Professor Gustafson also taught a class on Latin American development in Spring 2018, which was an upper-level seminar that involved heavy reading on different dimensions of development politics in Latin America. The course focused on problems of mining in Peru, deforestation in Brazil, and the politics of Bolivia. It also involved research projects and culminated in an end-of-semester seminar that allowed the Danforth and MECC Campus classes to meet and discuss the last set of readings together.

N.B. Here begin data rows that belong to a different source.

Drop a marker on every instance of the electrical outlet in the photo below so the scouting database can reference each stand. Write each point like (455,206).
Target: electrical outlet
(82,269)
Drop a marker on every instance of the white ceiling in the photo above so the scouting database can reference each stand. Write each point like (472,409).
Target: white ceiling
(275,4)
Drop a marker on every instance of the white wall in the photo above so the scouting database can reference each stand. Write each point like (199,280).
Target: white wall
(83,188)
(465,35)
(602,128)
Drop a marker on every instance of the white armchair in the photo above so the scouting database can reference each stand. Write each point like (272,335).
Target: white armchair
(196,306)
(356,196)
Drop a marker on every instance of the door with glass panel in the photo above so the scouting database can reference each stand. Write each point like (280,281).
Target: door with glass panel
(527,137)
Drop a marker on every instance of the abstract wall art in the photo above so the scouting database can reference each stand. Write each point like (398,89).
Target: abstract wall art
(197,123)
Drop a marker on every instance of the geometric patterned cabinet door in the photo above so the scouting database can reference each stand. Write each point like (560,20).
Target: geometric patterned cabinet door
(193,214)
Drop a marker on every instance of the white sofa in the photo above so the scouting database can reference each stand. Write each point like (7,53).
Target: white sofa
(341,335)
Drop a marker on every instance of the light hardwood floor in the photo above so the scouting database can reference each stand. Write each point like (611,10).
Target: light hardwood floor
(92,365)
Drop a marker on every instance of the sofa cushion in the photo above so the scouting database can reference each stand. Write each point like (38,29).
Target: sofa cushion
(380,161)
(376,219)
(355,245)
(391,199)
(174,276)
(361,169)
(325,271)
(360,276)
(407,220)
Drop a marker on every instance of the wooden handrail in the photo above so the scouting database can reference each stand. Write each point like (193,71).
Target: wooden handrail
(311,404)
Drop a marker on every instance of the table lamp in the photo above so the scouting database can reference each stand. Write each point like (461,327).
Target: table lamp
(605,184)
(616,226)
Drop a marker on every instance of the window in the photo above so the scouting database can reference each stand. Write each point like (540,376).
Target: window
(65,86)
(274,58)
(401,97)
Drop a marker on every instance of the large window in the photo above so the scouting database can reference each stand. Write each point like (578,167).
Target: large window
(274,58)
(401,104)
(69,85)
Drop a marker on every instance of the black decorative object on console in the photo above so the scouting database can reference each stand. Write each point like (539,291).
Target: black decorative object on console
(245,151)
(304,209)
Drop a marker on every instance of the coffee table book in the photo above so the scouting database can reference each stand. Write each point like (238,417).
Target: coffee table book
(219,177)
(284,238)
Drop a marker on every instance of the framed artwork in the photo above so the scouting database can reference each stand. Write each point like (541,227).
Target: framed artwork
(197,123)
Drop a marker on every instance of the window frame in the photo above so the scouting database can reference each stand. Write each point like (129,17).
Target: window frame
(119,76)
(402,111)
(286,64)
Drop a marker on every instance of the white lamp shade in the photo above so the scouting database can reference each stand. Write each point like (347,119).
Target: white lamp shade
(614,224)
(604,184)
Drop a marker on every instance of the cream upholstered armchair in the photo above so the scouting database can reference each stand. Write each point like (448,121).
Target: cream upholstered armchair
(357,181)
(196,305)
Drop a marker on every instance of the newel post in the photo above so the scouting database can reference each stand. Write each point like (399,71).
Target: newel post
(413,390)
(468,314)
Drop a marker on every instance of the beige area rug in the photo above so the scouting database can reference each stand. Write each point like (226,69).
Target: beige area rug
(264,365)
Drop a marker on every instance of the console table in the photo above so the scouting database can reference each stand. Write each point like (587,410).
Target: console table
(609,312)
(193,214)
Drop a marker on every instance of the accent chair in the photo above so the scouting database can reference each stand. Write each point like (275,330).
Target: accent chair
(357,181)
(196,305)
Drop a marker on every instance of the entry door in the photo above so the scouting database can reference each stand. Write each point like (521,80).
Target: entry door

Professor Gustafson notes that one of the books his students read for this class was The Right to Maim by Jasbir K. Puar. The book is about disability theory and the ways some systems of government target people for ‘disabling.’ Professor Gustafson points out that the COVID-19 pandemic is a perfect example of this: “Lack of a structure for battling COVID-19 is disproportionately impacting people of color, essential workers, and disadvantaged communities. It is almost as if our society is treating certain groups of people as disposable, or able to be harmed/disabled.” The book argues that the way that society is structured means that some people are ‘pre-disabled.’ Professor Gustafson notes that many students in his MECC class understood this concept in a way that Danforth Campus students were not able to connect with: “They basically said, ‘This is us,'” which is a connection that brought home for students on campus the reality of ideas that may seem removed from their own lived experience.

When asked about the importance of PEP and other higher education in prison programs, Professor Gustafson reemphasized the relationship between Danforth Campus and MECC Campus students. He describes the program as a “force for good in a world that is characterized by a lot of harm” and “the best thing the university does.”

“Plain and simple, it’s a good thing.”

The program is “great for the university and great for the WashU students who are able to get involved with it.”  Professor Gustafson notes that “WashU grads and undergrads want to be involved with it, and not in a volunteerism or resume-padding way – there is a deep commitment to prison education because of way it interconnects with Black lives matter, social inequality, and the problem of the university existing in island of privilege. Students want to be involved with it, and involved with it for the right reasons, and the university should recognize this and deepen its support.” Professor Gustafson said it would be “ideal if the university could put development resources behind generating a fund for students who continue their studies after release or scholarship assistance to continue their education at UCollege. The university should not only maintain support for the program, but should look to expanding opportunities after release.”